Every evening we would have the Dharma lecture; it was given by the Venerable Abbot in Chinese and immediately translated thereafter. I sat next to Heng Kuan. He was the senior monk at the time, and like a big brother. He would often give me quick translations before the official version came across just so I could keep up.
One evening the Venerable Abbot was lecturing and he asked the Sangha the Ten Powers of the Buddha. Although he had lectured on this about a year before, it was one of those things that the members of the assembly just couldn’t remember. The Venerable Abbot told everyone that he would like them to study up on it again and by the next evening be prepared to answer him. Heng Kuan nudged me and said, “See me after the lecture, I’ve got an idea.” After the lecture, Heng Kuan and I got together and he said, “Look, I know you don’t know any Chinese. Why don’t I teach you the Ten Powers of the Buddha in phonetic Chinese. Then tomorrow night when the Abbot asks, you can raise your hand and answer him. That will give him a big thrill. After all, he knows you don’t know this.” I agreed, and by the next evening I had learned phonetically the Ten Powers of the Buddha. During the lecture I sat diligently waiting for the Venerable Abbot to ask the big question. Of course, he didn’t. He didn’t ask the next night. By the end of two weeks of sitting in lectures I’d completely forgotten about our scheme.
Now, every day after our meal, we had about forty-five minutes to get ready for the Great Compassion Repentance Ceremony. This was when the Monastery was still located in the old “ice box” down in the warehouse section of San Francisco. Every day during this time I would climb up the two flights of stairs to the Library level. From the window located immediately at the top of the stairs, I would quickly lean out, look up, and say "Hello" to the Sun. It was just my way of keeping in touch with the outside world. Of course, before I would ever look out the window, I would make absolutely sure nobody had followed me up the stairs. So one day, having come up the stairs, making sure I was alone, that nobody was behind me on the stairs, and no one was on the floor of the Library, I quickly ducked my head outside. Simultaneously, I heard someone behind me, I whipped around and there standing one foot from me was the Venerable Abbot.

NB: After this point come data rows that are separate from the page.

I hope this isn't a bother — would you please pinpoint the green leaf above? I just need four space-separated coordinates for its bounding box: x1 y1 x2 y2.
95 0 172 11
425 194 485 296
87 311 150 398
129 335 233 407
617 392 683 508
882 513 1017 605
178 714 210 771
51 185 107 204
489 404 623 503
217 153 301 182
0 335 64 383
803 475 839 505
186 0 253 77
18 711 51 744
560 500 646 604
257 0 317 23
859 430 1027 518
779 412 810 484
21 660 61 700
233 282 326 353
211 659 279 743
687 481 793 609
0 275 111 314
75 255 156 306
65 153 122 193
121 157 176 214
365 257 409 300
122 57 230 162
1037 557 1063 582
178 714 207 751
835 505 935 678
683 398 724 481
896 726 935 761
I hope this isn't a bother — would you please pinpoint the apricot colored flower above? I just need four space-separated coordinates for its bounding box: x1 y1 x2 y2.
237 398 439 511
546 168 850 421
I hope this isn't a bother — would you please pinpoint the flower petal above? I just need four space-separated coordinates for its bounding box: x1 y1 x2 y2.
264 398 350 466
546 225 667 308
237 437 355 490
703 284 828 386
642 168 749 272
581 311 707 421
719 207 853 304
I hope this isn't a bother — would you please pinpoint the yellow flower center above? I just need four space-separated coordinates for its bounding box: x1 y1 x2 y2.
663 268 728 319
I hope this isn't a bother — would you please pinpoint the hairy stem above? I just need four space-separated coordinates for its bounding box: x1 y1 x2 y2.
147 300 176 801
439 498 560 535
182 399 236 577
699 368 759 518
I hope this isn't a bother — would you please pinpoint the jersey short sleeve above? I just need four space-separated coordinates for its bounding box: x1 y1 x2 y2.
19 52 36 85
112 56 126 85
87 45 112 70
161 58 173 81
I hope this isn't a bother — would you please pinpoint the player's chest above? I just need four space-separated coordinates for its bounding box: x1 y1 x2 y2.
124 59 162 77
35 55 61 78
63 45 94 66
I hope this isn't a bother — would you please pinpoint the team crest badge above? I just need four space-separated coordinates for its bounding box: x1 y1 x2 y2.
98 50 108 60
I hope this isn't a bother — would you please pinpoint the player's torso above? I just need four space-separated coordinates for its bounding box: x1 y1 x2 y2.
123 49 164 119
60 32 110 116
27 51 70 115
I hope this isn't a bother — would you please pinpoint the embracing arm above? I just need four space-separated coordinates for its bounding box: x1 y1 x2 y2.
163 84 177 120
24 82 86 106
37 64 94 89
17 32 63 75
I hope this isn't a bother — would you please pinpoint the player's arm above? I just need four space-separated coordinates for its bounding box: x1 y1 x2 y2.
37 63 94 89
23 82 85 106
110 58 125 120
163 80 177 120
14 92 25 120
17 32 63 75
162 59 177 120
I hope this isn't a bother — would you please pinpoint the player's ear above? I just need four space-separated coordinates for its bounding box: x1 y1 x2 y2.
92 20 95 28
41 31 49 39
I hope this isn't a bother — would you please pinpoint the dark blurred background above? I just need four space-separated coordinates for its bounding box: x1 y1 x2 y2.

Looking directly at me he said, “Say the Ten Powers of the Buddha.” I was so completely taken aback by the fact that the Venerable Abbot was speaking to me, I didn’t even think about how he could have appeared so immediately and mysteriously next to me. Of course, the first thing out of my mouth was a great mishmash of phonetic Chinese saying absolutely nothing. Having realized my mistake, I quickly regained my composure and said The Ten Powers of the Buddha. Immediately afterwards, the Venerable Abbot said. “Very good. Next time study harder.” I went back downstairs and over to the kitchen area where Heng Kuan and the other Monks and Nuns had gathered for some tea. I walked in and said, “You know, the Venerable Abbot just spoke to me, and asked me The Ten Powers of the Buddha.” Every one just froze in place, and with the utmost seriousness, almost in unison replied, “No he didn’t.”
His nature is basically empty and still;
Inside and out he is completely liberated.
Apart from all false thoughts,
The unequalled Dharma is also like this.
His substance and nature are constantly unmoving,
He is without a self and without a coming or going.
He is able to enlighten the world
So that all its boundless beings are completely subdued.